The New York Times reports that Grant is in the east, preparing to take charge of the Army of the Potomac. His new rank makes him the commander of all the Union armies.
WASHINGTON, Wednesday, March 9.
A protracted interview between Lieut.-Gen. GRANT, the Secretary of War and Gen. HALLECK, took place to-day. The military condition of the country was discussed, and the general plan of a harmonious and decisive campaign devised. The necessity of accomplishing more through the Army of the Potomac than has hitherto been accomplished was freely admitted and the subject of its reorganization considered. Gen. GRANT leaves to-morrow to review the Army of the Potomac, and to ascertain, by personal inspection, what the hindrances to its efficiency are. He announces his intention to avoid, if possible, a residence in Washington, and to stay somewhere in the field of active duty.

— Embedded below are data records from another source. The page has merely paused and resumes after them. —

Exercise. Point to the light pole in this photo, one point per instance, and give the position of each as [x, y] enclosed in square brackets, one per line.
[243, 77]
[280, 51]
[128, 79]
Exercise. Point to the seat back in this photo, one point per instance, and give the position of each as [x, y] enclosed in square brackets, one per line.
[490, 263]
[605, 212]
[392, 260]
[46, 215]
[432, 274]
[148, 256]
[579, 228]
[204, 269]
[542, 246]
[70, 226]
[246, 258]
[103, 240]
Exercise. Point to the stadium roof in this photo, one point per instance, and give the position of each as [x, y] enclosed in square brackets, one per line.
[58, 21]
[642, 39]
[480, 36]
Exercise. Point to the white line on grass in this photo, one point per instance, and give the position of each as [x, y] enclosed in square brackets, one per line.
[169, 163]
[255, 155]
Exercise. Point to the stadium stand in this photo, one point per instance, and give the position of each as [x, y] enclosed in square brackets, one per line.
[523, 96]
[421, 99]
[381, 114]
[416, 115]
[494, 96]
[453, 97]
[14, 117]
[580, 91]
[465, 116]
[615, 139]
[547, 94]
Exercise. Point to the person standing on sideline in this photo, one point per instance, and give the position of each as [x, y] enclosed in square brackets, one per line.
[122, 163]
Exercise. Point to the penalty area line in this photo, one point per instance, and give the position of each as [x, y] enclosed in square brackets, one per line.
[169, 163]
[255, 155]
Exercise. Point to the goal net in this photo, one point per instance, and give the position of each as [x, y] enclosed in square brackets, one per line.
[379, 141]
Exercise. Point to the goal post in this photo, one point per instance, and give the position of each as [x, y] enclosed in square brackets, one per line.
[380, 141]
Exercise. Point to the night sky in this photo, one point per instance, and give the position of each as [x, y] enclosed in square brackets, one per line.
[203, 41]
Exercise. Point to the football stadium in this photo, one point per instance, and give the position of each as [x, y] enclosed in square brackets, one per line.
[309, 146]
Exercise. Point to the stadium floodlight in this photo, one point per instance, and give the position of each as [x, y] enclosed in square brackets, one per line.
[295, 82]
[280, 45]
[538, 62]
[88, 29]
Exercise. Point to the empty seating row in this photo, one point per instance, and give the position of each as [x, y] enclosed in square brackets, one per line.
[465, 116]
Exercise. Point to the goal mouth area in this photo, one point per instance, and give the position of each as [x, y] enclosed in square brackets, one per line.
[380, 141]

Gen. HALLECK’s position will not be really changed, but he will continue as Chief of Staff to the President, through whom all his orders, as Commander-in-Chief of the army, will be transmitted to the Lieutenant-General. Such a position will place him on a grade inferior to the Commander in the field. Gen. GRANT stated to-day to the President and Cabinet that the report that SHERMAN had been defeated was untrue. He said the expedition had accomplished all that was expected of it, and that it was an entire success.